Volkswagen’s Connected Car App Flaws Allow Brute Force Attacks, Expose Owner PII

• Security report underlined critical flaws in the My Volkswagen app account onboarding.
• An attacker could perform brute-force attacks via the OTP field, highlighting critical risks in the automotive IoT ecosystem
• The car owner’s personal details and vehicle service history were also exposed via VIN enumeration.

Volkswagen’s “My Volkswagen” mobile application reportedly has systemic flaws that could impact millions of drivers.
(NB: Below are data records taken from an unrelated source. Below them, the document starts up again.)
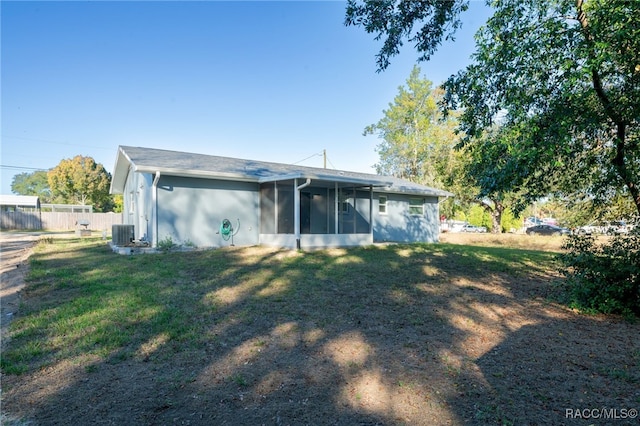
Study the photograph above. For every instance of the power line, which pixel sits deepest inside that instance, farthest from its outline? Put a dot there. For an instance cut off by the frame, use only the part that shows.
(55, 142)
(4, 166)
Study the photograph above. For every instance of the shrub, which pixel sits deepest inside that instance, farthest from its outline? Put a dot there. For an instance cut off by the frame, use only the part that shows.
(166, 244)
(603, 277)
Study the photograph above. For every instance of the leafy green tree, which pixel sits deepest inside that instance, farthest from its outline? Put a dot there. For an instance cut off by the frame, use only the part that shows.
(564, 76)
(34, 183)
(81, 181)
(395, 21)
(416, 141)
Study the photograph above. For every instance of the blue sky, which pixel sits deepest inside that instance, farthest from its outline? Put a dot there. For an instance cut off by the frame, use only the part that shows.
(272, 81)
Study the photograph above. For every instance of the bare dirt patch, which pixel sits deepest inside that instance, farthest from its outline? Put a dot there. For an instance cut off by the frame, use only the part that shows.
(420, 335)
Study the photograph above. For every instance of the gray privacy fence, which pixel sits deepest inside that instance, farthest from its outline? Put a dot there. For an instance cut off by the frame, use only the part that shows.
(58, 221)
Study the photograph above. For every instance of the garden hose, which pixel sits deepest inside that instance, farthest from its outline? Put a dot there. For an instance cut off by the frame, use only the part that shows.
(226, 229)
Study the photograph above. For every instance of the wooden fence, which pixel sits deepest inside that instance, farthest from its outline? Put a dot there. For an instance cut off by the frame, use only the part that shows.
(58, 221)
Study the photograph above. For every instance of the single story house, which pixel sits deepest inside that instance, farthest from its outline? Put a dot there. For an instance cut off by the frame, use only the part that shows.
(212, 201)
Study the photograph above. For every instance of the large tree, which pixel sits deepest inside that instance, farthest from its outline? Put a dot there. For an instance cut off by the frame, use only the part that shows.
(81, 180)
(34, 183)
(416, 141)
(563, 76)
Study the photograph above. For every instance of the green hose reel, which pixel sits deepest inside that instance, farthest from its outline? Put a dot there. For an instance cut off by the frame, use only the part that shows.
(227, 231)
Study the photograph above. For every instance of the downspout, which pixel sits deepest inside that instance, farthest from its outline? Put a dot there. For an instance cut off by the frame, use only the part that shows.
(371, 211)
(296, 206)
(336, 214)
(154, 211)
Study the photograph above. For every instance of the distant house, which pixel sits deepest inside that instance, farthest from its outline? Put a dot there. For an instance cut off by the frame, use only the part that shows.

Substantial vulnerabilities allow brute forcing and expose user details and car service history.

The flaws were reported to Volkswagen in late November 2024. After a multi-month coordinated disclosure and remediation process, all identified vulnerabilities were patched as of May 2025. 

According to a recent security analysis conducted by LoopSec, the app’s onboarding mechanism relies on inputting the vehicle’s VIN and a four-digit OTP sent to the former owner’s phone during the process of connecting a pre-owned vehicle with the My Volkswagen app. 

Critically, the OTP field had no effective lockout or rate limiting, making it susceptible to automated brute-force attacks. A straightforward Python script enabled the researcher to quickly cycle through all 10,000 possible codes and gain unauthorized access to vehicle controls and personal data. 

One of the app’s API endpoints leaked sensitive credentials for Volkswagen’s internal environments, including plain text passwords, API tokens, and usernames. These credentials granted access to back-end systems such as payment processors and Salesforce CRM platforms. 

Major endpoints exposed extensive personally identifiable information (PII) simply by enumerating VINs, which are easily visible on any windshield. Data leaked included customer names, phone numbers, home addresses, emails, full vehicle details (including registration and engine number), as well as active contracts and payment records. 

Additional endpoints revealed comprehensive service histories, work performed at dealerships, and even educational and driver’s license numbers. These exposures present severe privacy and safety risks.

With unauthorized app access, an attacker could retrieve or modify sensitive vehicle settings, access location, engine diagnostics, fuel status, and exert control over geo-fencing or status reporting features.